Sex Therapy

Female mutilation has existed for 4000 years and is still practiced all over the world in 1998, even in New York city. Sexual pleasure is destroyed; and some women are maimed, incapacitated or even killed if they bleed to death or have a heart attack. Student Kerry Ann Bastan (Fall, 1996) did extensive research on clitorectomies, even finding a teenage "cut" woman in her building to interview. She imagines two different points of view of the event:

"Imagine: on the first day of your wedding, your clitoris is knifed out of you; and the next day, before your vagina has had any time to heal, you are having a penis pushed in you. A welcome to motherhood!? If a girl reaches her late teens without being married the ceremony is often performed anyway, and when a younger brother needs to be circumcised to enter the warrior class, his elder sister must have her genitals cut first. This mutilation is not only controlled by, but centered around, the male....In the Horn of Africa, the most severe and harmful form of cutting, infibulation, is practiced. In this particular mehtod, the clitoris and some or all of the small genitalia is cut away. Then an incision is made in the large lips so the raw surfaces can be stitched together, covering the urethra and most of the vagina. Only a small opening, as tiny as a matchstick or as large as a small fingertip, is left to pass urine and menstrual blood."

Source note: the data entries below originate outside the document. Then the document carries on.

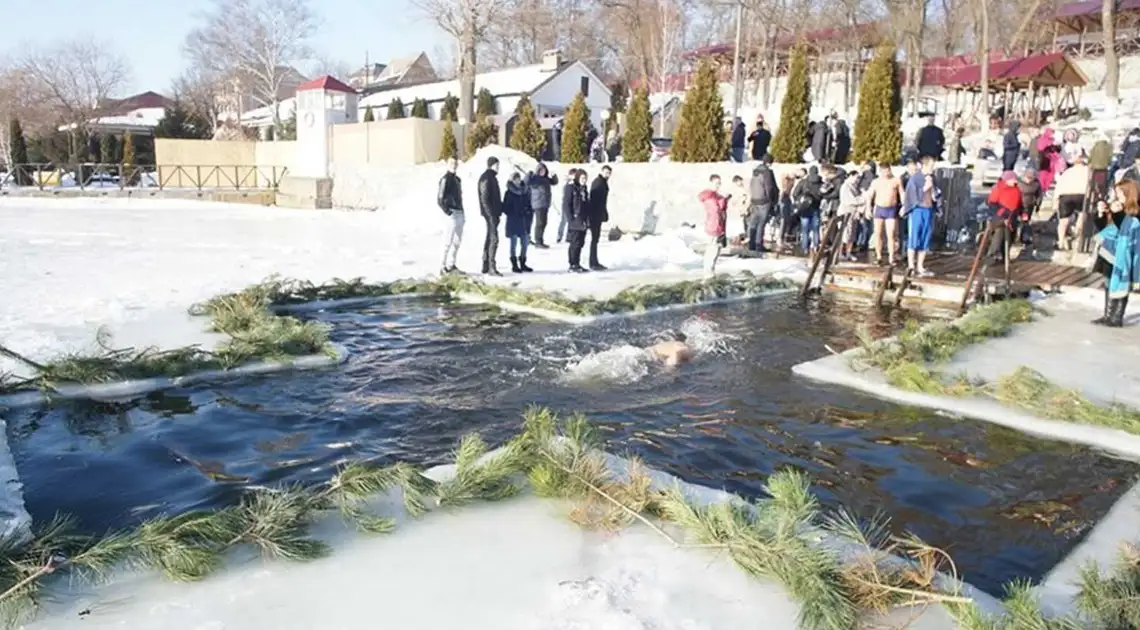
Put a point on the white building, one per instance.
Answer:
(551, 84)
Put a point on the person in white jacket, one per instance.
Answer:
(851, 204)
(1071, 189)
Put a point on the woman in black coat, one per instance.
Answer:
(576, 210)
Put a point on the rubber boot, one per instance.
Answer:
(1104, 318)
(1116, 312)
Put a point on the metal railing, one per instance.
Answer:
(111, 177)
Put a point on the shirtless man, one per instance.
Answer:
(885, 198)
(672, 352)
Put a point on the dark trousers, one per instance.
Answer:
(540, 214)
(595, 232)
(577, 239)
(757, 219)
(490, 243)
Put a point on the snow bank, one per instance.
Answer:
(513, 565)
(651, 197)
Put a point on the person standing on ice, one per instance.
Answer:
(921, 204)
(450, 201)
(599, 213)
(576, 211)
(519, 217)
(539, 182)
(716, 218)
(490, 206)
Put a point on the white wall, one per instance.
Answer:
(561, 90)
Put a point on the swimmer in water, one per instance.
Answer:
(672, 352)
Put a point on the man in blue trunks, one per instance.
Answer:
(919, 206)
(885, 197)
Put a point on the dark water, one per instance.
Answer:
(421, 375)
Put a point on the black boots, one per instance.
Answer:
(1102, 319)
(1115, 316)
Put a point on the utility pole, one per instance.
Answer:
(735, 60)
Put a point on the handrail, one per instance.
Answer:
(95, 176)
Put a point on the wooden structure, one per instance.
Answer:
(1077, 27)
(1022, 87)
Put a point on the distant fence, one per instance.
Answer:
(103, 177)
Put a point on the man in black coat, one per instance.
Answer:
(763, 196)
(760, 138)
(490, 206)
(599, 213)
(931, 141)
(539, 182)
(449, 198)
(1011, 147)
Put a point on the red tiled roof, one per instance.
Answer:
(327, 83)
(1089, 8)
(1008, 70)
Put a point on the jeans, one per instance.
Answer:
(809, 231)
(595, 232)
(563, 220)
(711, 253)
(490, 243)
(540, 215)
(453, 236)
(577, 239)
(757, 219)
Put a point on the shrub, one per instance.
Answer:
(635, 144)
(575, 131)
(700, 133)
(878, 124)
(791, 136)
(527, 135)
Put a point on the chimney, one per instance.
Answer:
(552, 60)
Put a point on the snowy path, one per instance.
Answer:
(73, 266)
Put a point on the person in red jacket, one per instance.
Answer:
(1006, 204)
(716, 210)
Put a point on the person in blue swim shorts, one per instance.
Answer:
(920, 206)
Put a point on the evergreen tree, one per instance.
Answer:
(420, 109)
(18, 152)
(878, 123)
(448, 147)
(528, 135)
(450, 109)
(108, 149)
(635, 142)
(575, 130)
(486, 104)
(700, 132)
(128, 149)
(396, 109)
(791, 136)
(288, 128)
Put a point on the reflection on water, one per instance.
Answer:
(422, 374)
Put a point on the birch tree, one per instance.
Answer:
(252, 43)
(466, 21)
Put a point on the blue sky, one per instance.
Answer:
(149, 33)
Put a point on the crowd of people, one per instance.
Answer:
(526, 206)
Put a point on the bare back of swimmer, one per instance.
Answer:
(672, 352)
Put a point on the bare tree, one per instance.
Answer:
(252, 42)
(76, 78)
(466, 21)
(1112, 62)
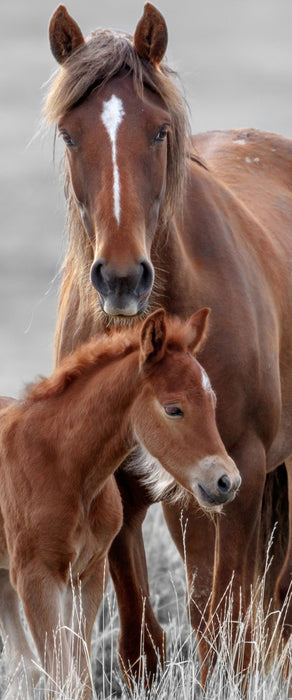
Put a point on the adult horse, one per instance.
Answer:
(158, 219)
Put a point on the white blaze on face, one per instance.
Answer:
(206, 384)
(111, 117)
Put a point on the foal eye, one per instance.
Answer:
(67, 139)
(173, 410)
(162, 134)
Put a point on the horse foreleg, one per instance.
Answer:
(283, 586)
(141, 637)
(193, 533)
(43, 599)
(235, 563)
(23, 666)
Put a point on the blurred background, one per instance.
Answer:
(235, 62)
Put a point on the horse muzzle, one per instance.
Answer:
(216, 485)
(122, 292)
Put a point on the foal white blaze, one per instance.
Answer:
(112, 116)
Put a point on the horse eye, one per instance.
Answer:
(67, 139)
(173, 410)
(162, 134)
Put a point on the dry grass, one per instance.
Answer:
(180, 678)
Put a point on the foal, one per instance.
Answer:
(60, 506)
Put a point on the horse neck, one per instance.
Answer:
(89, 425)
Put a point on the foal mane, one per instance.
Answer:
(98, 353)
(104, 55)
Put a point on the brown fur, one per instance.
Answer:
(60, 505)
(224, 242)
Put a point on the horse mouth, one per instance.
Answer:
(213, 501)
(123, 309)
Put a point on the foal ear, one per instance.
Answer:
(150, 38)
(64, 34)
(196, 330)
(153, 338)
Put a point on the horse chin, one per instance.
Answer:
(117, 317)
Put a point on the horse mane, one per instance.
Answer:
(97, 353)
(105, 54)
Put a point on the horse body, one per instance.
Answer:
(159, 219)
(60, 504)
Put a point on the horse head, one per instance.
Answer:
(121, 130)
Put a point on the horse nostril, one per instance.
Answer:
(97, 277)
(224, 484)
(145, 280)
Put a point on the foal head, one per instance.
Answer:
(174, 416)
(124, 125)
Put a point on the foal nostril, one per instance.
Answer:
(97, 277)
(224, 484)
(145, 280)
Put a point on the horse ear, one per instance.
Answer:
(153, 338)
(150, 38)
(196, 330)
(64, 34)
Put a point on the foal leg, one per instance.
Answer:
(43, 597)
(236, 551)
(283, 586)
(23, 664)
(129, 573)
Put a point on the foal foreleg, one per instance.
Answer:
(23, 666)
(42, 596)
(141, 636)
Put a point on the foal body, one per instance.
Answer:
(60, 505)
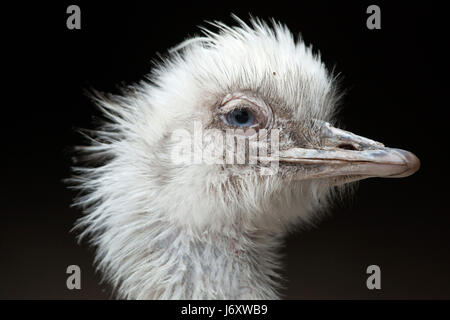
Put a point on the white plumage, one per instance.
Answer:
(195, 231)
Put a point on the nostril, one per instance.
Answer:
(346, 146)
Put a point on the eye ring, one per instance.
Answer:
(243, 111)
(241, 117)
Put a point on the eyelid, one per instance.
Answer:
(262, 112)
(235, 103)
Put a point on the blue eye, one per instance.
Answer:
(240, 118)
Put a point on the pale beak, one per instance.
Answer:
(344, 157)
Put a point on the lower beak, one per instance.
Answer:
(346, 156)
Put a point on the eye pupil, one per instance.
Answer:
(240, 118)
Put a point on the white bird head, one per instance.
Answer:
(253, 84)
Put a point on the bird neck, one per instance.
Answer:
(181, 264)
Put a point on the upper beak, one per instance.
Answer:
(346, 157)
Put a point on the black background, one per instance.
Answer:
(395, 94)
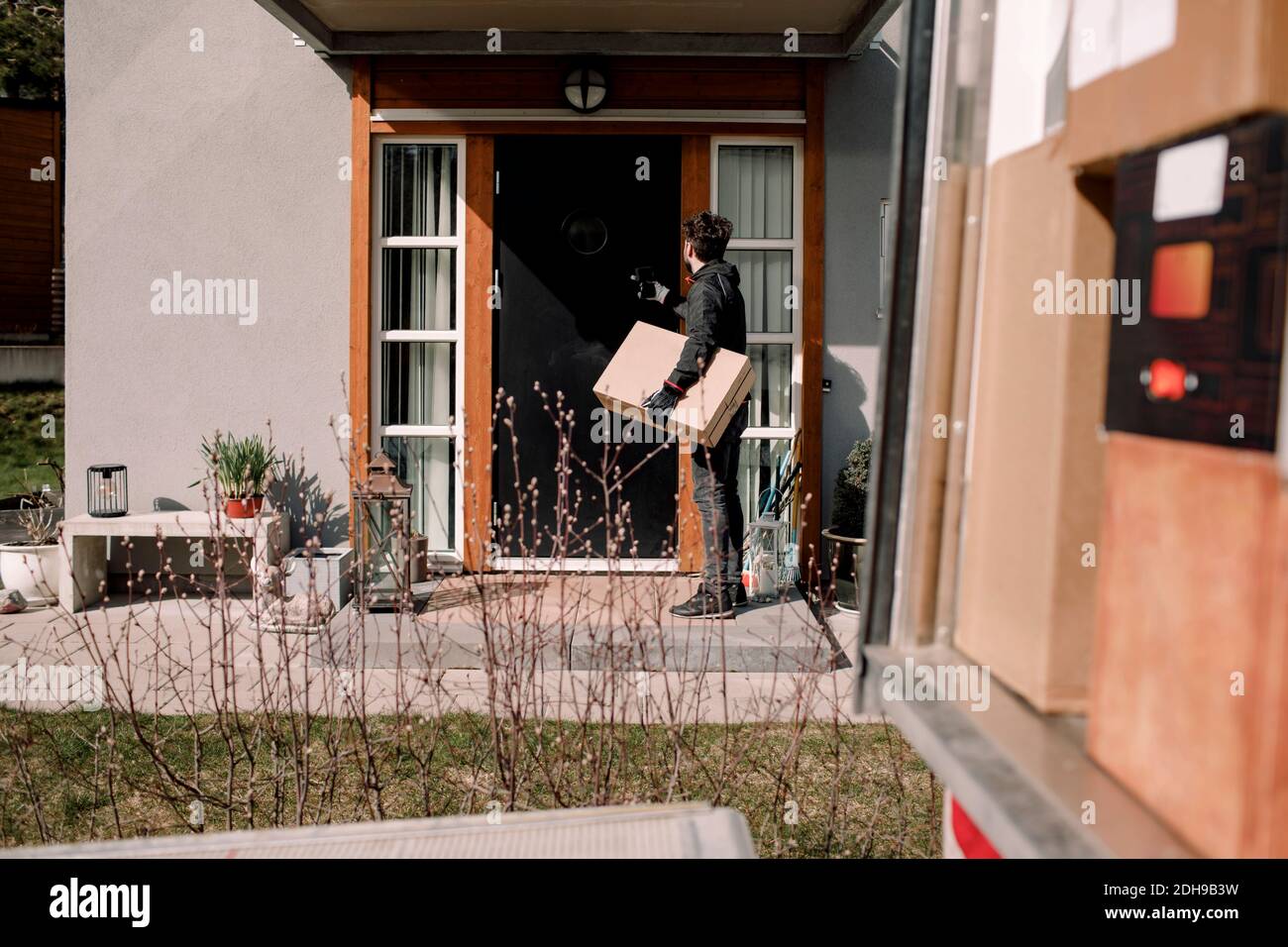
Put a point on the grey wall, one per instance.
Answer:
(22, 364)
(220, 163)
(858, 124)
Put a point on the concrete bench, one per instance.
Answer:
(82, 567)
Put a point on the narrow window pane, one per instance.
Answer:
(756, 189)
(419, 188)
(419, 382)
(764, 275)
(425, 463)
(417, 289)
(772, 393)
(761, 474)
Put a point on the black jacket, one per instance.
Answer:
(715, 317)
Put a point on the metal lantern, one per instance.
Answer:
(767, 547)
(381, 532)
(107, 489)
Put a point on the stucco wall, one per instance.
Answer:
(222, 163)
(858, 123)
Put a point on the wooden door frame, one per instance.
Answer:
(480, 218)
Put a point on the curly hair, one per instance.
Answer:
(708, 234)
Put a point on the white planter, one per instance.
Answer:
(31, 570)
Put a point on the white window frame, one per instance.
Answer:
(455, 429)
(797, 244)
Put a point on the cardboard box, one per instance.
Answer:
(647, 357)
(1225, 59)
(1189, 702)
(1026, 596)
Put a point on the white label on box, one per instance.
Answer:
(1190, 179)
(1093, 40)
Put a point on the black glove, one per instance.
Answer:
(662, 402)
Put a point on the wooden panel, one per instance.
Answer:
(360, 265)
(30, 221)
(811, 329)
(477, 460)
(1192, 591)
(632, 82)
(695, 196)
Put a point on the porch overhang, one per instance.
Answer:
(825, 29)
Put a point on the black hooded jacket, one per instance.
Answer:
(715, 317)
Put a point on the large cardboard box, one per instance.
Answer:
(1030, 518)
(645, 360)
(1223, 59)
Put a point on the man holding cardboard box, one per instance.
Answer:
(715, 317)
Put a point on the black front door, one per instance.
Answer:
(575, 217)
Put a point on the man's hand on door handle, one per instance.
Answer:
(651, 290)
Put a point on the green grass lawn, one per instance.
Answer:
(819, 789)
(24, 421)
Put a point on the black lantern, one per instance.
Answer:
(107, 489)
(381, 534)
(585, 89)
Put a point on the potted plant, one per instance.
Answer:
(31, 566)
(845, 538)
(241, 470)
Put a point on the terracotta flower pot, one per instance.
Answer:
(244, 508)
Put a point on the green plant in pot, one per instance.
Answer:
(845, 538)
(241, 470)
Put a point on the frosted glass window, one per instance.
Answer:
(417, 289)
(419, 191)
(764, 277)
(425, 464)
(419, 381)
(755, 189)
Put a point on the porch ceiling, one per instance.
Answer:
(640, 27)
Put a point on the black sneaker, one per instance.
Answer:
(704, 604)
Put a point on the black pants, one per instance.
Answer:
(715, 491)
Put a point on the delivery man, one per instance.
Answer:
(715, 317)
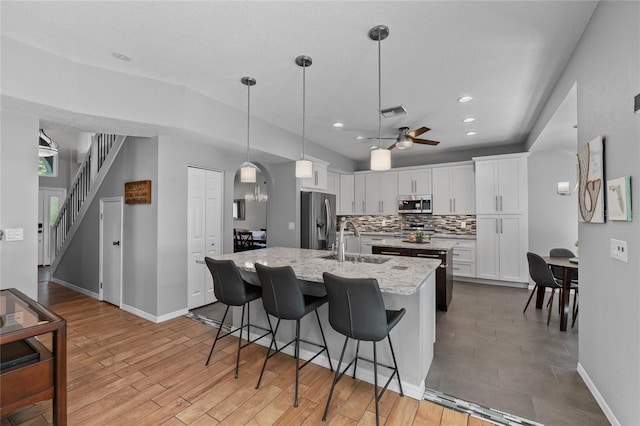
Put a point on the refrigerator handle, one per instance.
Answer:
(327, 218)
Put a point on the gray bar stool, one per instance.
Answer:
(357, 311)
(232, 290)
(283, 298)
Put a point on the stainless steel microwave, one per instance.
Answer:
(415, 204)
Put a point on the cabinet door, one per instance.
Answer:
(463, 190)
(347, 202)
(513, 252)
(422, 179)
(488, 247)
(359, 194)
(387, 193)
(442, 202)
(487, 187)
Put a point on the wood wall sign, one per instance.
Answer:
(137, 192)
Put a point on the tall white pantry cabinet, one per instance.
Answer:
(502, 218)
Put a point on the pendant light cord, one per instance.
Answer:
(379, 94)
(304, 103)
(248, 118)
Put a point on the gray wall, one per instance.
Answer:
(553, 219)
(137, 160)
(19, 204)
(606, 66)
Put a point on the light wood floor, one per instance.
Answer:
(124, 370)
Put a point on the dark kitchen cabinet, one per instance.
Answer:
(444, 272)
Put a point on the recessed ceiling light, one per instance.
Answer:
(121, 56)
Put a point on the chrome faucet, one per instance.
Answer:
(356, 232)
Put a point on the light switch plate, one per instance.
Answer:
(619, 250)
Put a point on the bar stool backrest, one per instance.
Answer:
(228, 285)
(281, 294)
(356, 308)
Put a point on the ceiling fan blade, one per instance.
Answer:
(425, 142)
(418, 132)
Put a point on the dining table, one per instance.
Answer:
(567, 264)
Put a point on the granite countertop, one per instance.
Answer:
(455, 236)
(399, 275)
(402, 243)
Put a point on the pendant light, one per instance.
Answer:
(380, 157)
(304, 167)
(248, 169)
(47, 147)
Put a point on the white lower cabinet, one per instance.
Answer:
(464, 256)
(502, 243)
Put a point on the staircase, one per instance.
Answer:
(104, 149)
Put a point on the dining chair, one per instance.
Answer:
(283, 298)
(542, 277)
(357, 311)
(573, 276)
(231, 290)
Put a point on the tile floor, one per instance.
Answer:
(490, 353)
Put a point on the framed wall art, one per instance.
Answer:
(591, 182)
(619, 198)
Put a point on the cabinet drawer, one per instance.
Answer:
(463, 270)
(464, 254)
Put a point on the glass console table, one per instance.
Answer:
(29, 372)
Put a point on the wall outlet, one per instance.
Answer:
(619, 250)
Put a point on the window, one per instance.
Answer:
(48, 166)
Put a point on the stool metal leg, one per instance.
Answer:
(326, 348)
(335, 379)
(217, 335)
(395, 364)
(375, 381)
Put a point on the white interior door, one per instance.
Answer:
(49, 203)
(111, 250)
(204, 232)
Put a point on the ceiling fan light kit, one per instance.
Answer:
(248, 169)
(304, 167)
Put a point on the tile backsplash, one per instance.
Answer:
(450, 224)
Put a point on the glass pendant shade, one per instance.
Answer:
(248, 173)
(304, 169)
(380, 159)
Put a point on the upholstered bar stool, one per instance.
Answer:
(232, 290)
(357, 311)
(283, 298)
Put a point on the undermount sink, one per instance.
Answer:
(354, 258)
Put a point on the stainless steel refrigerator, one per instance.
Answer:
(317, 220)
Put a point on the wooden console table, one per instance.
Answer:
(31, 373)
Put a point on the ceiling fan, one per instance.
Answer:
(406, 139)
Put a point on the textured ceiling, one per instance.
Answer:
(508, 55)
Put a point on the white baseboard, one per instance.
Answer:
(76, 288)
(599, 399)
(153, 318)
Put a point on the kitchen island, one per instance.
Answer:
(405, 282)
(441, 250)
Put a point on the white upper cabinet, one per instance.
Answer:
(453, 190)
(501, 184)
(414, 182)
(346, 203)
(318, 180)
(381, 193)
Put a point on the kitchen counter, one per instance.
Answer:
(405, 282)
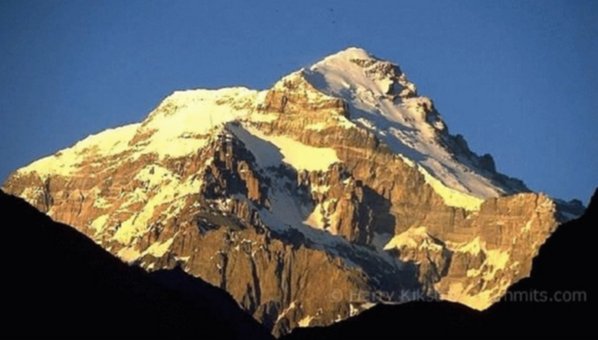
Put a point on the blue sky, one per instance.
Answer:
(518, 79)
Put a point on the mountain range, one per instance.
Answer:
(337, 189)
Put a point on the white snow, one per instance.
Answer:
(271, 150)
(413, 238)
(305, 321)
(182, 122)
(159, 249)
(64, 162)
(403, 124)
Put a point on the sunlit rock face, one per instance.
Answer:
(308, 202)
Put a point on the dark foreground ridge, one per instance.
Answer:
(59, 283)
(557, 300)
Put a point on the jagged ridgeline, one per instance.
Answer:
(308, 201)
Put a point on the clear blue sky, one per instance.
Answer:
(518, 78)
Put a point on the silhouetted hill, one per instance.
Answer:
(58, 283)
(563, 270)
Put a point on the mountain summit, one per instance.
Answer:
(338, 188)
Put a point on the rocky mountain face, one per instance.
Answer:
(557, 300)
(338, 188)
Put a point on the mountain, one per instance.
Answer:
(59, 283)
(556, 301)
(337, 188)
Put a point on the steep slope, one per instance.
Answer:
(556, 301)
(61, 284)
(304, 201)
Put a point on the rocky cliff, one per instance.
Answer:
(338, 188)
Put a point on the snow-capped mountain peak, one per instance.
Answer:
(381, 98)
(340, 175)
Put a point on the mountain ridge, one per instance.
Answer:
(251, 190)
(60, 266)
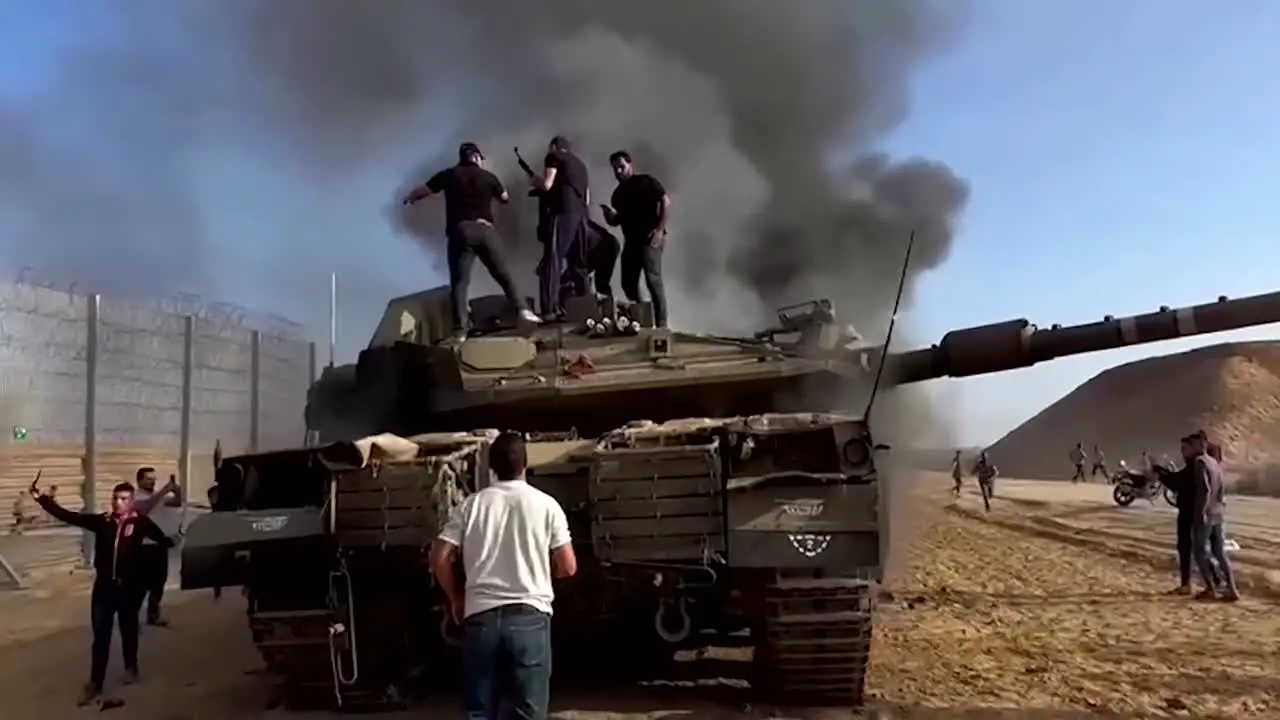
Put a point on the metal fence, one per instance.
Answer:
(88, 370)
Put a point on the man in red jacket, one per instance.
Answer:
(119, 575)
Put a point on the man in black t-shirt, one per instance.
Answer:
(640, 206)
(566, 191)
(469, 194)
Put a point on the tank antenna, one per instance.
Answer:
(892, 320)
(333, 314)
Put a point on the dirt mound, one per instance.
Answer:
(1233, 391)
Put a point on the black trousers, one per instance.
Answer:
(155, 563)
(563, 265)
(639, 255)
(113, 602)
(602, 256)
(1187, 550)
(470, 241)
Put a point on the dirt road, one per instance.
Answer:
(987, 621)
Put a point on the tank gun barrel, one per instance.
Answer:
(1019, 343)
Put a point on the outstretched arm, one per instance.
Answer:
(86, 520)
(169, 495)
(151, 531)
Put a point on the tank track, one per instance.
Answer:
(817, 641)
(295, 646)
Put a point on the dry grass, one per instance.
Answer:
(987, 623)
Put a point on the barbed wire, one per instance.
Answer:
(224, 314)
(44, 336)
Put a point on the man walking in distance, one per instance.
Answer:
(1078, 460)
(956, 474)
(1207, 519)
(1100, 463)
(118, 578)
(165, 511)
(1180, 482)
(470, 191)
(640, 206)
(512, 538)
(565, 185)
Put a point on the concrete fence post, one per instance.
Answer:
(312, 369)
(255, 391)
(88, 487)
(188, 370)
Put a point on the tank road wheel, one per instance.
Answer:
(817, 642)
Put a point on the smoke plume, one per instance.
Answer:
(759, 117)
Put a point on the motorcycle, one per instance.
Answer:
(1132, 486)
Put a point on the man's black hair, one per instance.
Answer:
(508, 456)
(466, 150)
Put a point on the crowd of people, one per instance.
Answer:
(131, 565)
(575, 247)
(1201, 499)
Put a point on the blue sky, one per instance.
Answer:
(1120, 156)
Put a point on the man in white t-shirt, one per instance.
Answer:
(164, 507)
(511, 538)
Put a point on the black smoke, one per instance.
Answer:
(760, 117)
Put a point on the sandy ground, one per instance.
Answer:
(995, 616)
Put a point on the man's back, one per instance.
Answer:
(507, 532)
(1210, 490)
(469, 194)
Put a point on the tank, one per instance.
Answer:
(718, 490)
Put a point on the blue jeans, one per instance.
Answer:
(507, 661)
(1210, 547)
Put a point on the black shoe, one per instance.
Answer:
(91, 693)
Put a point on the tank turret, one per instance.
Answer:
(713, 499)
(607, 365)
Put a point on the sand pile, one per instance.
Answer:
(1233, 391)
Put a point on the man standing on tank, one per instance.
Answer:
(566, 186)
(640, 206)
(511, 538)
(470, 191)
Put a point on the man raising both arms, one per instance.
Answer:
(470, 191)
(512, 538)
(119, 577)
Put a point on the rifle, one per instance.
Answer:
(529, 171)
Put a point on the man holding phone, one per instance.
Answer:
(164, 507)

Kerry then takes the opposite point of view to better understand the values of a different culture:

"Mikira, a young woman, who lives in Ivory Coast, Africa, is to enter womanhood tomorrow via an intense, religious and momentous ceremony that honors her as a woman and an important member of the community. There is a strong bond that holds this community together, a feeling of being part of something more important and powerful than oneself. All Mikira has to do is give up a small part of her clitoris, just a little nick to honor her God and her people. Many would say that this is not, on a relative basis, too much to give. Nobody would say that it is no small thing to sacrifice a part of a woman's sexuality, but mosİ would say it is well worth it to be a clean woman. Mikira is so excited because she is finally going to grow up tomorrow. She has been waiting her whole life for this. She knows what's going on. She is to join her mother and grandmother and great grandmother and their wonderful world of womanhood in a tradition that has sustained these African cultures for thousands of years. She knows she will endure pain, just as her husband will in his own way, such as in protecting the home, fighting for survival.

The only function for a clitoris is pleasure: it has no functional role. As a good citizen, Mikira knows a woman's role in life is to care for her children, keep house and cook. This is best accomplished by reducing sex to a marital obligation. If she has not been cut, a woman might think instead about her own sexual pleasure. Clitorectomy is part of a girl's dreams of womanhood, a father's desire to show off with a big party and a family's way of proving its conformity to social convention. In these societies, women have no way to survive without a husband, and parents insist on the rite so their daughters are marriageable. Female mutilation controls teen-age girls' sexual appetite, wards off unwanted pregnancies and helps insure a woman's fidelity to her husband and family.... This diminishing of sexuality transcends into a greater good."


Kerry says that before we judge these people too harshly we should look at our own sexual practices.
"What about Catholic priests who cannot be married or Buddhist monks who give up, in addition to their sexuality, their tongues for a lifetime of quietness? What about so-called independent women who allow their boyfriends to beat them up or rape them? What about women who have tatoos painted all over their genital organs? What about women who wear high heels or worse, have their feet crushed and bound?"
Kerry is not afraid to look at the perverse yet interesting truth and boundaries of sexuality.

Could female circumcision be considered a kind of sex therapy for men, ensuring their potency through dominion and control over their bride whose stitches they cut open on their wedding night; and making sure their masculinity is not threatened by excessive sexual demands? How have different cultures encouraged or thwarted the sex drive? Compare the persecution of witches in the Middle Ages with the orgies of the Roman Empire. From Dr. Ruth to your average psychiatrist and impotency clinic, Americans have sought professional help to sort out a basic biological drive. Or is it a biological drive? Are some expectations of sexual performance cultural rather than biological? Why do people in our society have so many sexual problems and why are they are so worried about them? Do people feel inadequate when they cannot experience a never-ending feast of orgasmic delight? How can people feel good about their bodies when the cultural ideal for a good body is so unrealistic? i.e. for women: thin, lean and trim but with large firm round breasts (breasts are mainly fat); for men: tall, handsome, muscular, well-proportioned (what does that mean?) Anyway, if you look hard enough, you'll find something about yourself that is not considered "right." What does this do to one's sexual well-being? How has the threat of AIDS changed our concepts of what is sexy and appropriate and fun? How can healthy men and women be compatible with each other when their physiologic needs are so different? Is every satisfying sexual experience a compromise? How has your religious upbringing affected your sexuality? How many physical illnesses and conditions such as low back pain etc. are initiated or exacerbated by sexual frustration? If a character is sexually satisfied at the beginning of a fictional love story, where can the narrative go unless the loved one is lost, murdered or betrayed?